Jornalista indenizará Receita por manchar imagem do órgão ao dar informação errada
Exigir depósito recursal em juizado é inconstitucional, decide Supremo
Precatórios podem ser fracionados para pagar honorários de advogados

Revista Consultor Jurídico, 8 de novembro de 2014, 10h07

Comentários de leitores

2 comentários

Hierarquia é só para humanos

Gilberto Strapazon - Escritor. Analista de Sistemas. (Consultor)

Citoyen, aprecio seu comentário mas ao decidirem que o judiciário não tem mais equivalência com os outros dois poderes, e que este não é em hipótese alguma um estado laico dada a certificação documentada da Divina existência em carne e osso, aproveito para comentar que no caso, não se trata de hierarquia simplesmente porque Deus é o todo do universo, portando, simples comparações humanas são insuficientes.
Creio que na tentativa de preservar o nome da instituição de forma tão equivocada, a decisão remendada foi pior que o pagode pois não foi nem emenda e nem soneto. Como já comentei no outro artigo aqui da Conjur, o lado bom é que está registrado que somos melhores que os argentinos definitivamente. Eles tem o Papa e Maradona, mas Pelé e Deus são nossos. Já deve have inclusive alguma articulação para novos projetos com o dízimo que o Vaticano deverá pagar ao nosso país. E todas demais igrejas e linhas religiosas. E também como ficou decidido , acabou-se para sempre a discussão com os ateístas sobre a existência ou não de Deus. Ainda não tive tempo de uma releitura no Livro do Apocalipse, mas é bem possível que se percebem várias coincidências no evento e até mesmo, da volta da cidade sagrada.
Batemos mais um recorde. Enquanto milhões esperam a volta de Jesus e de Elvis Presley, temos aqui o próprio Criador.
Gostaria de saber a opinião de Edir Macedo e Silas Malafaia a respeito disto.
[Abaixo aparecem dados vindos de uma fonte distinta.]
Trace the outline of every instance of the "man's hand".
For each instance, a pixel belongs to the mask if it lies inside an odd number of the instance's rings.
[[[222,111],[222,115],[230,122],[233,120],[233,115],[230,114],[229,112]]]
Ou estarão ajoelhados dando graças e glórias?

A verdade é que é desnecessário se dizer mais. Todavia...

Citoyen (Advogado Sócio de Escritório - Empresarial)

SIM, todavia....
Mas, por que todavia?
Todavia, porque o CORPORATIVISMO da DECISÃO e o DESPRESTÍGIO para o JUDICIÁRIO, o que vem se dando cada vez mais, PODERIAM TER SIDO EVITADO, se o Eg. CNJ não tivesse arquivado, SEM APURAR, o processo administrativo que tinha sido iniciado contra esse Juiz, conforme nos dá notícias o Estado de São Paulo, do dia 09 de outubro. Efetivamente, se o Eg. CNJ tivesse, sem corporativismo, apurado o que tinha ocorrido, o "COLEGA" do MAGISTRADO certamente NÃO TERIA OUSADO proferir decisão que tanto OFENDE e DESPREZA o CIDADÃO brasileiro, que TEM o CUSTEIO do JUDICIÁRIO, aliás, cada dia mais elevado.
Já começo a me convencer que o IDEAL é que o JUDICIÁRIO BRASILEIRO, a exemplo do que ocorre com o JUDICIÁRIO FRANCÊS, isto é, na TERRA do MONTESQUIEU, DEIXE de SER UM PODER, para ficar SUBORDINADO à PRESIDÊNCIA da REPÚBLICA e, portanto, com seu próprio ORÇAMENTO controlado e limitado aos valores da PRESIDÊNCIA da REPÚBLICA.
Mas, uma coisa se destaca de tudo isso.
Por que a LOMAN continua a transformar as PRERROGATIVAS dos MAGISTRADOS em PRIVILÉGIOS, após sua aposentadoria? __ Coisas simples passam, por tal expediente, a ser PRIVILÉGIOS ODIOSOS, que, certamente, contribuem para que os MAGISTRADOS efetivamente se convençam, porque aí estão os fatos, de que SÃO DEUS e estejam, então, ACIMA de QUALQUER SUSPEITA e, pois, ACIMA DA LEI.
É mister que o próprio JUDICIÁRIO se corrija, ou a SOCIEDADE BRASILEIRA, através do LEGISLATIVO, DEMANDARÁ de seus REPRESENTANTES que FREIEM os ARROUBOS dos MAGISTRADOS, pretendendo se colocar ACIMA do CIDADÃO COMUM, especialmente quando está fora do exercício do PODER JURISDICIONAL.
HÁ que AGIR a SOCIEDADE ou, dentro de mais um pouquinho, TEREMOS CIDADÃOS HIERARQUICAMENTE SUPERIORES!!!!